隠れる夜の月

「いいのか、見なくて」
「これから仕事だってのに見てられるか。どうせ長ったらしい釣書付きなんだし」

 母がまがりなりにも薦めてくるのだから、もれなく「いいところのお嬢さん」であろう。家族構成に学歴職歴、趣味や特技などがびっしり書かれた釣書は、一人分を読むだけでも疲れる。

「で、なんで六階? 営業一課は十二階じゃん」
「こんなもん持って課室に行けないだろ。
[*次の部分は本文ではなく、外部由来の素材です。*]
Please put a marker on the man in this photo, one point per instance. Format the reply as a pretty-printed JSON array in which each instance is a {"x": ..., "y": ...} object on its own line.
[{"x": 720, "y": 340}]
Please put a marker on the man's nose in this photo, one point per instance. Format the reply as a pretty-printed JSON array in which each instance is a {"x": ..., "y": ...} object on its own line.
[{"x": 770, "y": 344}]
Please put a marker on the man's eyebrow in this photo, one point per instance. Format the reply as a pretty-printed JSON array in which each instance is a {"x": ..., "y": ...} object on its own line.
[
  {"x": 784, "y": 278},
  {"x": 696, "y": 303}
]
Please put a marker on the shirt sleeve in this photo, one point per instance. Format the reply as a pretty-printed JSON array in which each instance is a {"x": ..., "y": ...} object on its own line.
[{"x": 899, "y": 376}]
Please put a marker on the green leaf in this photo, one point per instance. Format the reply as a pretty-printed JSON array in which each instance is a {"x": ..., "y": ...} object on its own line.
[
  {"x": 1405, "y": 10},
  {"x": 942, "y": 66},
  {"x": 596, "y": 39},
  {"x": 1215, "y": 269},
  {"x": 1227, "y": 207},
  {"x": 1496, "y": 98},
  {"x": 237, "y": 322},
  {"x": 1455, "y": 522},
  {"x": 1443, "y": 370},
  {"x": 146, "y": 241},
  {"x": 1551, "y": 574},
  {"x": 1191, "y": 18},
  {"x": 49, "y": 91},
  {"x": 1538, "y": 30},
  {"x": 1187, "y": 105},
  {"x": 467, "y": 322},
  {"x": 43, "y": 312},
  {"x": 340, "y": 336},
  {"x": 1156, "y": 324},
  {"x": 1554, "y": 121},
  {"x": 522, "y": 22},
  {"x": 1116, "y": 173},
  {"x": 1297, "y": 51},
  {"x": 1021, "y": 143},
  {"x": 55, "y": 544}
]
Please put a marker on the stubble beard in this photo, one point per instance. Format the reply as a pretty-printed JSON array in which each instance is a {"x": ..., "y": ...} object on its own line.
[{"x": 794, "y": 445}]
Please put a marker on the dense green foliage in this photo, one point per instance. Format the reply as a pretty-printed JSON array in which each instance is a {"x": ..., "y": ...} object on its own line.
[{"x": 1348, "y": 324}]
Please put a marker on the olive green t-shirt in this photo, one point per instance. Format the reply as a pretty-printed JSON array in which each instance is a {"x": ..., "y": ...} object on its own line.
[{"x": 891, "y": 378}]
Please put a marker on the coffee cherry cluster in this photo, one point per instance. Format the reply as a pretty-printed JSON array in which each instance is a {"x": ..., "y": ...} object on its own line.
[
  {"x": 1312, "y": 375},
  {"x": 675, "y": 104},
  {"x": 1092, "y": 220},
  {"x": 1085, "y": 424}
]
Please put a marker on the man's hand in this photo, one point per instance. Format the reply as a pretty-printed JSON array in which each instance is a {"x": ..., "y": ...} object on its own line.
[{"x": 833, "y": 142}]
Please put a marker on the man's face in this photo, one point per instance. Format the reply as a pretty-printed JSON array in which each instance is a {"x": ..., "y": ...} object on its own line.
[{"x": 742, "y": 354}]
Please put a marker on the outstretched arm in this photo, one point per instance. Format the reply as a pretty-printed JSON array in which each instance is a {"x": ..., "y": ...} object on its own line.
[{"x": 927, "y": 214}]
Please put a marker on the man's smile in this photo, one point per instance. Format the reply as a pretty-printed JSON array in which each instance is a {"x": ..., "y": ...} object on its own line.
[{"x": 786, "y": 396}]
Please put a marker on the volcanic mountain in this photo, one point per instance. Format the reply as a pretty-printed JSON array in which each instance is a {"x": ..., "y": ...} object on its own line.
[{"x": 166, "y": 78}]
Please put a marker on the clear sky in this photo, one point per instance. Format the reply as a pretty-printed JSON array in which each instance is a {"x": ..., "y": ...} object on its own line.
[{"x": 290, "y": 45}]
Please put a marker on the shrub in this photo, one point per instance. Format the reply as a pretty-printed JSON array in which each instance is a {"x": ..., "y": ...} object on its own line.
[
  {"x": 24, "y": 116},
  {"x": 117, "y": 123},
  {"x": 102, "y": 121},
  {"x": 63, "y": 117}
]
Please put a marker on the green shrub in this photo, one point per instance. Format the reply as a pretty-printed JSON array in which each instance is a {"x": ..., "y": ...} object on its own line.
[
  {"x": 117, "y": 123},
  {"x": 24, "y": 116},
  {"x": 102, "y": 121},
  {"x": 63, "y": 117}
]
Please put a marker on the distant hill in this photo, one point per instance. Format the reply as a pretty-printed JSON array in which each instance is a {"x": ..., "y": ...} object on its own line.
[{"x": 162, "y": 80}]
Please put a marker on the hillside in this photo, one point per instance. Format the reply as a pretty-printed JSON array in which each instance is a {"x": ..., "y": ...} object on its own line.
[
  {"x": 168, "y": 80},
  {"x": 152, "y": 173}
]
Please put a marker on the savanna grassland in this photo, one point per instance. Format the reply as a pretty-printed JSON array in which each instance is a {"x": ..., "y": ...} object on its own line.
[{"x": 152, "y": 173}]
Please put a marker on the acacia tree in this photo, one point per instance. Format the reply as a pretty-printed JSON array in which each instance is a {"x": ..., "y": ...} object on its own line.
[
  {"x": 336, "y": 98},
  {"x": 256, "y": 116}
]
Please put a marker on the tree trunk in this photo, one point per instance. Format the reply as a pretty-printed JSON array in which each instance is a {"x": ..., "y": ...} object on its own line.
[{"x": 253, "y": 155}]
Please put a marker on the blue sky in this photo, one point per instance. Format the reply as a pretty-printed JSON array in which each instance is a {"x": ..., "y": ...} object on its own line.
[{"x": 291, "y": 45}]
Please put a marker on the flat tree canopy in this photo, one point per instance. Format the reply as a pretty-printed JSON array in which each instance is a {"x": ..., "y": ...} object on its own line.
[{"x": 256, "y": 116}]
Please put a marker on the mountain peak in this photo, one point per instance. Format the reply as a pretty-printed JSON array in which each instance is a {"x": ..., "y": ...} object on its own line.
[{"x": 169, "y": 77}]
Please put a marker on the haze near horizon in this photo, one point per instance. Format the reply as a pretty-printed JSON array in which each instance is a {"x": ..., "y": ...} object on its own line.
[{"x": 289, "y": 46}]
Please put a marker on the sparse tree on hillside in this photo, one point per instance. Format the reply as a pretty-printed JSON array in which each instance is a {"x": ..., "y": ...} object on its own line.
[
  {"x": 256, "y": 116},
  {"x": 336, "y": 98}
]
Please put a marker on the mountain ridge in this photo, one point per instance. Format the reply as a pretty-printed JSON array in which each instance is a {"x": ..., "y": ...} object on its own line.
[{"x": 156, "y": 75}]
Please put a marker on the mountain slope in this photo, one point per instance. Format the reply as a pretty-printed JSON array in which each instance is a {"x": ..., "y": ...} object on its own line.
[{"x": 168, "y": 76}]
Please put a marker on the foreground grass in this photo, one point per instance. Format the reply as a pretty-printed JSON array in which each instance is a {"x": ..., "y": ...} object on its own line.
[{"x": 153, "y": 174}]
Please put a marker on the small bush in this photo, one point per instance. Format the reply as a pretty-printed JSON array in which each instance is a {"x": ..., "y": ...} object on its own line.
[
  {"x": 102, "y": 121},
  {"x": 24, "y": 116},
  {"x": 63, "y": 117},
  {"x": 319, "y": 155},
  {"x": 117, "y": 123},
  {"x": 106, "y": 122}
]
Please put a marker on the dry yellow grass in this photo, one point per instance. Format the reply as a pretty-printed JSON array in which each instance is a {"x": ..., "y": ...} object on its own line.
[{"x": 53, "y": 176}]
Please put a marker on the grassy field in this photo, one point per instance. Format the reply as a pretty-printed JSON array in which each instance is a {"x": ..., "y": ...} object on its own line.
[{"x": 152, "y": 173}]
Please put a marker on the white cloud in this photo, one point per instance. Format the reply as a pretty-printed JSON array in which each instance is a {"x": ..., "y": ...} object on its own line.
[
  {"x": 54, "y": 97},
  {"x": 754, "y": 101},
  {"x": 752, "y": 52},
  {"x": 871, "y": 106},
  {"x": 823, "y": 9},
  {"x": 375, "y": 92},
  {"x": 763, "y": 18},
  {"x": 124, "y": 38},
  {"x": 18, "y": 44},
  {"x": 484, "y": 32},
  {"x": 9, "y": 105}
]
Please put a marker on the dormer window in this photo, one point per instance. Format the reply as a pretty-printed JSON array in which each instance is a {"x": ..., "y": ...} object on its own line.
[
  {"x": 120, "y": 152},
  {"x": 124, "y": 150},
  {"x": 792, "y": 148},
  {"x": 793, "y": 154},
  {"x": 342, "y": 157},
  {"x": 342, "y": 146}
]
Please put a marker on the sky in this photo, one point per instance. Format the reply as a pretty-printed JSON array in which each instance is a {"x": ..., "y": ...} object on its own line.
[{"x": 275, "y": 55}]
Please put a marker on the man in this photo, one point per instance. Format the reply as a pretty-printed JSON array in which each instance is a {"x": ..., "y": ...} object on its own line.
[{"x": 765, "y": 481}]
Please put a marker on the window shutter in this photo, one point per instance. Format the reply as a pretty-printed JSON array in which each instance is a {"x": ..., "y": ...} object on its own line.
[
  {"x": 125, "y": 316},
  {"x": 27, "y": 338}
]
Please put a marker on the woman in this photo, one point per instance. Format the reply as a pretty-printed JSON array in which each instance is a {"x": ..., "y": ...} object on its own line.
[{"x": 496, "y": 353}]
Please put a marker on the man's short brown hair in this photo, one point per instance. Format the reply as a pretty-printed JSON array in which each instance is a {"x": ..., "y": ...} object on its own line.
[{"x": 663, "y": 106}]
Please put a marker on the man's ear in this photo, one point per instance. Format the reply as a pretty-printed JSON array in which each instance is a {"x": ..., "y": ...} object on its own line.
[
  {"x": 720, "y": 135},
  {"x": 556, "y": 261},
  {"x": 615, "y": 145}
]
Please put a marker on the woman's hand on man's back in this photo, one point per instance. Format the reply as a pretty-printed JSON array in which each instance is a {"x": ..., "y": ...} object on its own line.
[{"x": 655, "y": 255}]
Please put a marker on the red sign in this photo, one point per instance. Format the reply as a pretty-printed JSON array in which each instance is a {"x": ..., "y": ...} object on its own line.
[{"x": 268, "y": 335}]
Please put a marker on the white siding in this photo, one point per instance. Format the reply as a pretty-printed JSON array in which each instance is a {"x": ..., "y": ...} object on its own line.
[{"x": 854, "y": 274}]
ロッカーに放り込むんだよ」

 紙袋を振り上げながら答えると、向山がぷっと吹き出した。
 そのタイミングでエレベーターの扉が開き、連れだって六階フロアに降りる。

「なるほどね」
「笑い事じゃないっての。だいたい……」

「すみません、そのエレベーター乗ります!」

 叫びながら反対方向から走ってきたのは、ひとりの女子社員。
 向山はパッと反応したようだが、拓己は半秒ほど固まってしまった。

 その差が如実に出たのは、一秒後。
 避けきれなかった拓己に女子社員がぶつかり、互いによろめく。その拍子に紙袋が手を離れて床に落ち、中身を盛大にぶちまけた。